Seit der Wanderfisch durch die Industrialisierung die Binnengewässer nicht mehr selbst besiedeln kann, weil ihn Wehre und Schleusen hundertfach davon abhalten, muss er eingesetzt werden, um (als wichtiger Speisefisch) überhaupt zur Verfügung zu stehen. "Schon vor 1900 wurde damit begonnen", blickt Janek Simon in die Historie. Seit den 1980er Jahren war dann ein weiterer Rückgang bei den Glasaalen zu verzeichnen, sodass eine nachhaltige Bewirtschaftung nicht mehr möglich war.

Aale aus Frankreich

Wurden in Harnekop zunächst an den englischen Küsten gefangene Glasaale oder Tiere aus Aalfarmen ausgesetzt, sind es nun Tiere von der französischen Atlantikküste.

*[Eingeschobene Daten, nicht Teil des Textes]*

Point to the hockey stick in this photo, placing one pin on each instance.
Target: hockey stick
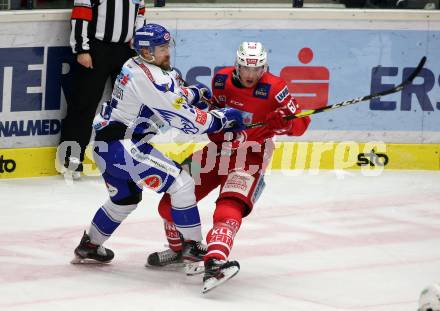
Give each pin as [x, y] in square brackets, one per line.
[354, 100]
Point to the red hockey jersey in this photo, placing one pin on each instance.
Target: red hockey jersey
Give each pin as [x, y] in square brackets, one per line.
[256, 103]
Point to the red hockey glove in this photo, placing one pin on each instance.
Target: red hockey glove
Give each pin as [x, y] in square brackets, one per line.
[275, 121]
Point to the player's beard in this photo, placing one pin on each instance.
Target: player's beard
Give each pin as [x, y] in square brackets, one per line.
[166, 64]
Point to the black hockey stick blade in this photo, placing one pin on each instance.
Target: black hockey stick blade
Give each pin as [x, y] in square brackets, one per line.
[344, 103]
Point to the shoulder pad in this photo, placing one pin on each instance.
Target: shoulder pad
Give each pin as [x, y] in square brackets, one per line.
[262, 90]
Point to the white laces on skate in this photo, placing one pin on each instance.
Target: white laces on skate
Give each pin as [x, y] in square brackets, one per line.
[167, 255]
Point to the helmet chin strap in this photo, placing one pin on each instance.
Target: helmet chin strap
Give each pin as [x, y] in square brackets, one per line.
[151, 61]
[237, 75]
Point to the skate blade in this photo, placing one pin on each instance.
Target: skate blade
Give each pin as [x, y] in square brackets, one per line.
[212, 283]
[194, 268]
[87, 261]
[71, 175]
[175, 267]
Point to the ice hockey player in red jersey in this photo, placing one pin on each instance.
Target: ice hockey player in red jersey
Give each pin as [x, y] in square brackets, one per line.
[235, 162]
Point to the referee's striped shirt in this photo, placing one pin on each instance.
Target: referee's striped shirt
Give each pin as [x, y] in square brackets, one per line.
[105, 20]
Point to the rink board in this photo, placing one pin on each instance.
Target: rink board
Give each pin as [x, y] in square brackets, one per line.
[325, 56]
[371, 157]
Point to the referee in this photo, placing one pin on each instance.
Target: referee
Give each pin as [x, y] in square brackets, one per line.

Und die scheinen sich, Simons ersten Erkenntnissen nach, gut zu entwickeln. Allerdings sehr gemächlich: Die Tiere von 2017, die damals im Durchschnitt sieben Zentimeter maßen und ein viertel Gramm auf die Waage brachten, sind nun 16 bis 18 Zentimeter groß und wiegen sechs bis acht Gramm. Und sind damit noch weit entfernt, ein Mittagessen abzugeben.
Da das elektrische Fischen der Tiere – die schonendste Fangmethode, wie Janek Simon unterstreicht – nicht die schnellste ist, werden die beiden Wissenschaftler auch in der kommenden und der darauffolgenden Woche in Harnekop unterwegs sein.